My Journal - Week 59 (03Oct10)

Spot... Spot... Where are you?  Are you gone Spot?!  
(A follow-up to my post on Friday 1st October 2010)

Today I am glad to say, all traces of the "spots" are now gone.  After much reserach, it has come down to the fact that I believe that Hunter actually did have the measles (German Measles aka Rubella) and thankfully not the "Red Measles" or "Hard Measles", which are the ones that children are vaccinated against (MMR - Measles, Mumps & Rubella) during the first year after birth.  The problem is, even if a child is vaccinated against Red Measles (aka Rubeola or Hard Measles) they are not protected from the simple German Measles and visa versa.  After Interestingly enough, I also received a call from one of my relatives today advising me that she co-incidentally had also come down with mysterious red spots in the same areas and thought to call me after reading my blog.  The only thing I was left to conclude after putting two and two together was that it had to be German Measles.  My reasoning was further substantiated (in addition to the symptoms noted on my last post) by these few extra coincidental points.
 
1.  Hunter first came into contact with my cousins Richard & Catherine (on the16th September) after they had just arrived to our home from a one week visit to British Columbia (Vancouver - where there had been a German Measles outbreak).  
2.  The incubation period is typically about 14 days.  We noticed the complete red spot outbreak on the Friday the 1st of October (exactly 15 days after the arrival of my cousins from B.C.)
3.  We had our Meet and Greet party (on the 18th of September) for my cousins Richard & Catherine where most of our family came to visit.
4.  My other cousin called me today to tell me that she has had spots for the last two days, which means if it is German Measles, her incubation exactly 14 days from the party where she met Richard & Catherine, but spent a lot of time cuddling Hunter, who at that point would have already been incubated and viral?

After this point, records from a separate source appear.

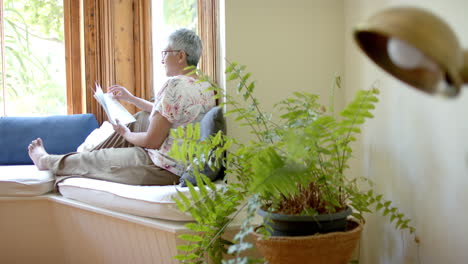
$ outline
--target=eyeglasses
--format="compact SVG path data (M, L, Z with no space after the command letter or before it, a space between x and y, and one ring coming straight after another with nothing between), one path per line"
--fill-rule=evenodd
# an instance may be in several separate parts
M161 57L164 59L169 52L179 52L179 51L182 51L182 50L163 50L161 51Z

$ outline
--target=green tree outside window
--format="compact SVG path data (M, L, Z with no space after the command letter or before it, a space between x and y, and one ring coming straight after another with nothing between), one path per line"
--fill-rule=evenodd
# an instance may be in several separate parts
M4 114L66 114L63 1L4 0L3 7Z

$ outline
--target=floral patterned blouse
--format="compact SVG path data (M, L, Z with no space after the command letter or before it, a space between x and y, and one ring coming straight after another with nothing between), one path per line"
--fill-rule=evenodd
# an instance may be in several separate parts
M206 91L208 82L197 83L196 79L185 75L171 77L156 95L153 110L159 112L172 123L172 128L200 122L203 116L215 106L213 91ZM174 139L168 136L159 149L147 149L154 164L181 176L185 167L167 154Z

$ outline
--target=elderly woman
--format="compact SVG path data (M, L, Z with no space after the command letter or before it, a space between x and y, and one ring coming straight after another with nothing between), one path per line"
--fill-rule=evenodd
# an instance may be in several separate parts
M90 152L50 155L38 138L28 147L36 167L51 170L57 176L82 176L134 185L177 184L185 168L168 156L173 144L169 131L199 122L215 105L213 92L206 91L209 83L196 82L197 76L184 70L198 64L201 52L201 40L193 31L179 29L172 33L162 51L162 63L170 78L154 103L135 97L119 85L108 88L114 98L147 112L147 117L139 118L142 122L130 127L117 122L114 135Z

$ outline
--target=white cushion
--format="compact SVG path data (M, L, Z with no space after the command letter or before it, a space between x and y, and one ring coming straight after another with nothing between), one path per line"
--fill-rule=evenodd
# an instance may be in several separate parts
M0 166L0 196L36 196L54 189L50 171L34 165Z
M68 178L58 184L58 189L66 198L117 212L173 221L193 220L190 214L179 211L173 200L178 197L177 191L190 196L187 187L138 186L89 178Z
M76 152L90 151L97 145L101 144L106 140L110 135L114 133L114 128L111 123L104 121L101 127L96 128L91 132L81 145L78 146Z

Well for now I am closing this investigation, so long as there doesn't seem to be any other problematic issues.  (I have contacted my Doctor just to advise him though.)  The mucousy congestion and cough have all dissapeared, along with any traces of pink, runny eyes.  The good thing is, despite it being shocking in appearence, there is no treatment regimine for German Measles itself.  The only things you can treat are the symptoms such as fever (if one exists) with Tylenol or Ibuprofen.  Otherwise, just like any other contagious virus such as a cold, it must run it's course - which is usually 2-4 days after the rash appears.  Medical literature and information indicate that it isn't necessary to see a doctor for German Measles unless a fever persists and will not go away with treatment.  The concern regarding an un-treatable fever is encephalitis (swelling in the brain), which for German Measles is very rare and unusual.  Also, the only other additional medical concern is (not for the child) but for any person who is pregnant.  Contracting German Measles while pregnant can be very dangerous for an unborn baby.

We are all happy... (much happier that it wasn't something serious) and probably could have taken a lesson from Hunter's calmness!  Always smiling - even with spots!